I understand that $\mathbb{Q}(x) \cong \mathbb{Q}(u)$ for all transcendental $u$, where $\mathbb{Q}(x)$ is the field of rational forms over $\mathbb{Q}$ and thus that all simple extensions of the rational numbers by transcendental ones are isomorphic to one another, but is it true, proven, that these extensions are not all $equal$ to each other?

I understand that that would be an incredible thing to prove, and could simplify many problems in transcendental number theory if true, so is it possible for it to be? $Could$ these extensions all equal each other? Or is that, easily or otherwise, proven to be an impossible task? I recall that transcendental numbers are uncountable, whereas I would assume that $\mathbb{Q}(x)$ is, though I have not enough knowledge of set theory to settle that in my mind.

Answer 1

This is not possible.

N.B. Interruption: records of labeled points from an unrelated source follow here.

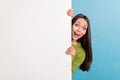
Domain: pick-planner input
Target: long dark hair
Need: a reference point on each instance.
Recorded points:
(86, 43)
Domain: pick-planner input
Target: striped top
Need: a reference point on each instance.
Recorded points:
(78, 58)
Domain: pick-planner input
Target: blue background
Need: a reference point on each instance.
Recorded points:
(104, 16)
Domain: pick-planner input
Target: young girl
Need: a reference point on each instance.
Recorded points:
(80, 50)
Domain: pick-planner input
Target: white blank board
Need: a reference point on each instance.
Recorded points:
(34, 35)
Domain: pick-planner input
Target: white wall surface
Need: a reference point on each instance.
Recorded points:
(34, 35)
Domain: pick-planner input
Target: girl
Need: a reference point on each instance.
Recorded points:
(80, 50)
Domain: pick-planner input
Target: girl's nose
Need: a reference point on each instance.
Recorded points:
(79, 29)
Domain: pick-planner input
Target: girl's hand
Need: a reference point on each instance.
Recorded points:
(70, 12)
(70, 51)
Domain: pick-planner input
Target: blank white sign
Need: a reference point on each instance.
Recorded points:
(34, 35)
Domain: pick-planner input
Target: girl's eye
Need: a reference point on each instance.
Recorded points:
(84, 28)
(77, 25)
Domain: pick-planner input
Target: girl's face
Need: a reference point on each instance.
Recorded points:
(79, 28)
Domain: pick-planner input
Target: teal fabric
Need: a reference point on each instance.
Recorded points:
(78, 58)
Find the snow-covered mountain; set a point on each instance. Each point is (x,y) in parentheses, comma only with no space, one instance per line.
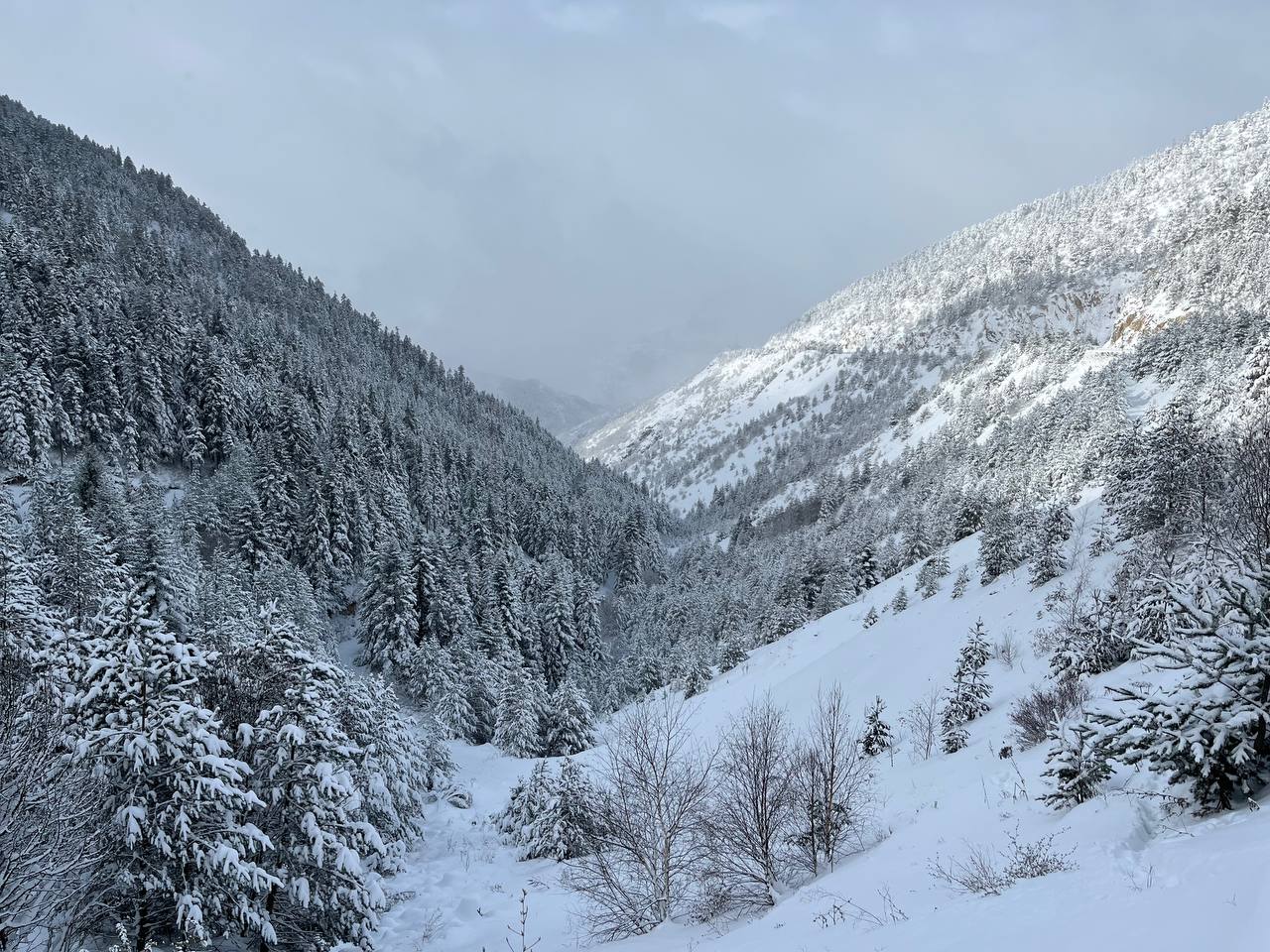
(1096,270)
(567,416)
(1138,873)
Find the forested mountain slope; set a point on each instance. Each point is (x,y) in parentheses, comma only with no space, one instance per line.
(974,326)
(566,416)
(213,472)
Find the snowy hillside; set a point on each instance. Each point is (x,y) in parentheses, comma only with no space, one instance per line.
(1100,268)
(567,416)
(1133,862)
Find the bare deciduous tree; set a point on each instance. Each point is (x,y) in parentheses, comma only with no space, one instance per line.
(834,787)
(751,817)
(49,830)
(921,722)
(651,846)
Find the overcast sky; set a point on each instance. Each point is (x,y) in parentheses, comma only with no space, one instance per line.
(604,195)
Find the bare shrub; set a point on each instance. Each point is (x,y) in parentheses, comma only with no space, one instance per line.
(843,909)
(649,847)
(982,873)
(976,873)
(834,787)
(1035,712)
(1030,860)
(1006,649)
(753,810)
(921,722)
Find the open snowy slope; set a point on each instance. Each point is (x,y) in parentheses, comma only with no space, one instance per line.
(1093,270)
(1135,866)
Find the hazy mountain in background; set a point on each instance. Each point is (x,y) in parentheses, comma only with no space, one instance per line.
(567,416)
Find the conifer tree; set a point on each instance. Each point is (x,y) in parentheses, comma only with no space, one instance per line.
(389,620)
(1074,765)
(876,738)
(175,797)
(1053,529)
(570,726)
(518,730)
(731,651)
(304,767)
(968,696)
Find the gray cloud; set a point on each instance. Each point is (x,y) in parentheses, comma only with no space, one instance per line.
(604,194)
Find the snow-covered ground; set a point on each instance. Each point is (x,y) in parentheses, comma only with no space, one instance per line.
(1143,879)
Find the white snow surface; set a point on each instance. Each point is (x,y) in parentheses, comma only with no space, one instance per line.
(1143,879)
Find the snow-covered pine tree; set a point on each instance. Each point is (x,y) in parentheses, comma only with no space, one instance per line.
(26,622)
(697,669)
(564,829)
(1091,640)
(1000,549)
(1210,726)
(731,651)
(518,730)
(876,738)
(570,724)
(324,846)
(452,705)
(176,798)
(388,610)
(403,758)
(867,574)
(530,798)
(1075,766)
(968,696)
(1102,539)
(1053,529)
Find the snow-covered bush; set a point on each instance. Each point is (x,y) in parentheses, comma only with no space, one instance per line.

If it were possible then $\mathbb{R}$ would be a vector space of countable dimension over the algebraic closure of $\mathbb{Q}$, which is not possible because the algebraic closure of $\mathbb{Q}$ is countable.

Answer 2

Explicitly, $\mathbb Q(\pi)\ne\mathbb Q(\pi^2)$ as $\pi\notin\mathbb Q(\pi^2)$. The latter follows because $\pi=\frac{p(\pi^2)}{q(\pi^2)}$ would lead to the nontrivial polynomial equation $p(\pi^2)-\pi q(\pi^2)=0$.

Answer 3

There is a criterion under which $\mathbb Q(u) = \mathbb Q(v)$; it's just algebraic in nature, which makes it difficult to determine for analytically defined objects such as $\pi$ and $e$.

First of all, in order for the two to be equal, they must be contained in each other, which means each generator must be in the other set; specifically, let's say we write $v \in \mathbb Q(u)$, so that $v = p(u)/q(u)$ for polynomials $p$ and $q$ with no common factors.

Then $\mathbb Q(u) = \mathbb Q(v)$ if and only if $p$ and $q$ are both at most degree $1$, with at least one of them nonconstant.